The American public strongly supports the Houston Rockets general manager’s tweet regarding Hong Kong and China’s rights conflict. (Daryl Morey, the GM, tweeted support for the Hong Kong protesters seeking freedom from Chinese oversight. The Chinese reacted with disdain and business with the NBA was threatened).Only 9 percent of the public thought the Rockets GM, Daryl Morey, should be fired, with 77 percent saying the Rockets should keep him and defend his freedom of speech. 14 percent said they did not know or had no opinion.
In addition, 54 percent of the nation feels Daryl Morey should be applauded for taking a stand supporting the Hong Kong protesters, with only 19 percent saying he should not have sent the tweet because it risked valuable relationships over a foreign domestic issue. 27 percent did not know or had no opinion.
These are the findings of a Seton Hall Sports Poll, conducted this week among 703 adult Americans across the country on both landlines and cellphones. The Poll has a margin of error of +/-3.8 percent.

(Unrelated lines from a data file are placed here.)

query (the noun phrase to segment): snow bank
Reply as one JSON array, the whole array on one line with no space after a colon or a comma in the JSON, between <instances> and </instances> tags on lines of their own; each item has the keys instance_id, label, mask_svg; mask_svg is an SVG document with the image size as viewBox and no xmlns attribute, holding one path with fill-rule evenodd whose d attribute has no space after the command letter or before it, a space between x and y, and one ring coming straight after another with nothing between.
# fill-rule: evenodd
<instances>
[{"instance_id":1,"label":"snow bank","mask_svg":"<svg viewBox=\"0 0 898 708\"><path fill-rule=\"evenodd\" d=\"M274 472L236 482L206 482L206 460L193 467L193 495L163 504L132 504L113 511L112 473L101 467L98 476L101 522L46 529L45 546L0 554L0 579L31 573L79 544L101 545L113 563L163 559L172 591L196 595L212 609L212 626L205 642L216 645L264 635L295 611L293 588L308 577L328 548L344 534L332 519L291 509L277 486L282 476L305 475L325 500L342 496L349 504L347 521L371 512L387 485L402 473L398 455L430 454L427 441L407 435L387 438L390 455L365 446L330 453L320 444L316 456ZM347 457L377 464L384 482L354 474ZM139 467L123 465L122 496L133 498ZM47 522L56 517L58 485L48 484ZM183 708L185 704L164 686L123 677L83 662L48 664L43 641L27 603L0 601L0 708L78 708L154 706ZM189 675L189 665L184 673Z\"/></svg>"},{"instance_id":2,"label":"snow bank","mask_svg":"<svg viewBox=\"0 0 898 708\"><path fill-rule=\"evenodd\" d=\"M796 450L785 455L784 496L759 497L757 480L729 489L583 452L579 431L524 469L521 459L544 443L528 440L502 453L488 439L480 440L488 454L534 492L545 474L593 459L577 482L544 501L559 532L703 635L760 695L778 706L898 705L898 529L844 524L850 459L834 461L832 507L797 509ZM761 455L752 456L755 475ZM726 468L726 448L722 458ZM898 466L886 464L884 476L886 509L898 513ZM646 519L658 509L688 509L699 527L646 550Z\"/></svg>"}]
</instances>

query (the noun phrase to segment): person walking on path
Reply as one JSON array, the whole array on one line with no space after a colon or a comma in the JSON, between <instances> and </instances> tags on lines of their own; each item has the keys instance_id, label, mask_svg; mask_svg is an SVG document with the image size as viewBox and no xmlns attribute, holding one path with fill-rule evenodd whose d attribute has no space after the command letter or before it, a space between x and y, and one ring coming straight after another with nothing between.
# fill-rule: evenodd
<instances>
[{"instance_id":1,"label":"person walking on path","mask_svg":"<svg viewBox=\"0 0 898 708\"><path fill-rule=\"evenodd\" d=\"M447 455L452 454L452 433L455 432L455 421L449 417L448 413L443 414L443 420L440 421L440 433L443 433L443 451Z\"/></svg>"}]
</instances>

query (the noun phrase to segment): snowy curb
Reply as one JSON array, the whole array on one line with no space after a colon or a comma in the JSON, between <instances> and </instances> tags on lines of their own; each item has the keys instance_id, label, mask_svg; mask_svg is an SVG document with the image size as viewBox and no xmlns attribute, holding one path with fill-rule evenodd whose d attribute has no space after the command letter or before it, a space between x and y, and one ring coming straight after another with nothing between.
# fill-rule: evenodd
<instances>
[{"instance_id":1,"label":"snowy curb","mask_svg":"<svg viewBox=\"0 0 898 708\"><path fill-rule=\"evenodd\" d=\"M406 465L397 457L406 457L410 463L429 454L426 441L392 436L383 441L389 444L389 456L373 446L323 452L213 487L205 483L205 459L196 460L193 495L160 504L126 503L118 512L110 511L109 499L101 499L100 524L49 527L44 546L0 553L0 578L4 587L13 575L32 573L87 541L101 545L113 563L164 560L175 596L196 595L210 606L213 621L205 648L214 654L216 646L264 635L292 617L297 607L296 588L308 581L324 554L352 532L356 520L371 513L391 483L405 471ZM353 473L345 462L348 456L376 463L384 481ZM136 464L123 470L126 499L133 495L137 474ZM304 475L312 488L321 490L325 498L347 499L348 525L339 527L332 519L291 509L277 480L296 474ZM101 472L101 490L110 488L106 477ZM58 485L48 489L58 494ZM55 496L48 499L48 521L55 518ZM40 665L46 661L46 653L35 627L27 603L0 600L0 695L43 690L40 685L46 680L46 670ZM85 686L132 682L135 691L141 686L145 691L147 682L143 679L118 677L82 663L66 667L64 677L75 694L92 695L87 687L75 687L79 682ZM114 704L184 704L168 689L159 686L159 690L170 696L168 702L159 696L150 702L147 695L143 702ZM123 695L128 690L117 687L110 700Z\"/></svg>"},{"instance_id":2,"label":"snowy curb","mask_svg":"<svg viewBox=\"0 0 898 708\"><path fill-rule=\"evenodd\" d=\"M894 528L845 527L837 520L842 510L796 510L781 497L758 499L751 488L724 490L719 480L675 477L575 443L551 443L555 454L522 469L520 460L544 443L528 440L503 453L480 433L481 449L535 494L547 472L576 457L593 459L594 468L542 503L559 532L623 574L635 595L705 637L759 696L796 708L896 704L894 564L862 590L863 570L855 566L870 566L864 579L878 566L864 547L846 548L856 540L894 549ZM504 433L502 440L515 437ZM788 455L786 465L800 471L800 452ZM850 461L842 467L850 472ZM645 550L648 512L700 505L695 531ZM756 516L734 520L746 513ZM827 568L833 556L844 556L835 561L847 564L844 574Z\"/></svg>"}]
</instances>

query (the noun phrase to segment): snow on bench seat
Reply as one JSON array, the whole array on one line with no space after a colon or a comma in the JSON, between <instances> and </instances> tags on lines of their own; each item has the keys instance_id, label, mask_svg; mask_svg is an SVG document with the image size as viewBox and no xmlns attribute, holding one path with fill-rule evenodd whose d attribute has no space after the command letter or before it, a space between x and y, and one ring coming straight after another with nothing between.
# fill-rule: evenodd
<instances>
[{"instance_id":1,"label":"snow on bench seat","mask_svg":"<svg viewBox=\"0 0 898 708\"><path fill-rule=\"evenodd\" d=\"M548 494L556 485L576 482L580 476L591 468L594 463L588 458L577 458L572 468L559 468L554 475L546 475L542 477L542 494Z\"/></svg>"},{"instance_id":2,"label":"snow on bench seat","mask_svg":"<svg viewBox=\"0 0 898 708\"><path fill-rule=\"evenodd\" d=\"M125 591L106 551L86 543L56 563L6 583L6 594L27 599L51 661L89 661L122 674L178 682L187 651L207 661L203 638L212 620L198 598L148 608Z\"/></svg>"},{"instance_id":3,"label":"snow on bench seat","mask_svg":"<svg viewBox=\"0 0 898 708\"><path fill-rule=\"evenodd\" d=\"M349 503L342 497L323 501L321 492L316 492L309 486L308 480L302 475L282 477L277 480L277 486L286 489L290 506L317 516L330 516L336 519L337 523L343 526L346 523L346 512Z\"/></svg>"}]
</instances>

NBA Commissioner Adam Silver first apologized for the tweet but later backtracked and showed support for freedom of speech. 46 percent of the public felt he handled it well, and 36 percent say he did not, with 18 percent saying they did not know or had no opinion.
52% Say Lebron James’ Comments were out of self-interest
LeBron James tweeted condemnation of Morey, claiming “he wasn’t educated on the situation” and endangered people “not only financially but physically.” Only 28 percent thought his reaction was sincere, with 52 percent saying he acted out of financial self-interest.
69% expressed concern that China has so much influence over an American professional League, with only 23 percent saying they are not concerned.
Morey’s Tweet vs. Kaepernick’s Kneeling
Comparing Morey’s tweet to Colin Kaepernick’s kneeling during the national anthem, 47 percent said both actions should be defended as free speech, with 16 percent saying that it only applied to Morey and 5 percent saying it only applied to Kaepernick.
There are big differences between Democrats and Republicans on this comparison. 59 percent of Democrats and only 29 percent of Republicans say that they should both be defended as free speech, while 7 percent of Democrats and 21 percent of Republicans say that it only applies to Morey.
“The fundamental right of free speech seems to have carried the day in favor of Daryl Morey’s tweet,” noted Rick Gentile, director of the Seton Hall Sports Poll, which is sponsored by the Sharkey Institute within the Stillman School of Business. “It is much clearer when applied to a foreign power than to a domestic one.”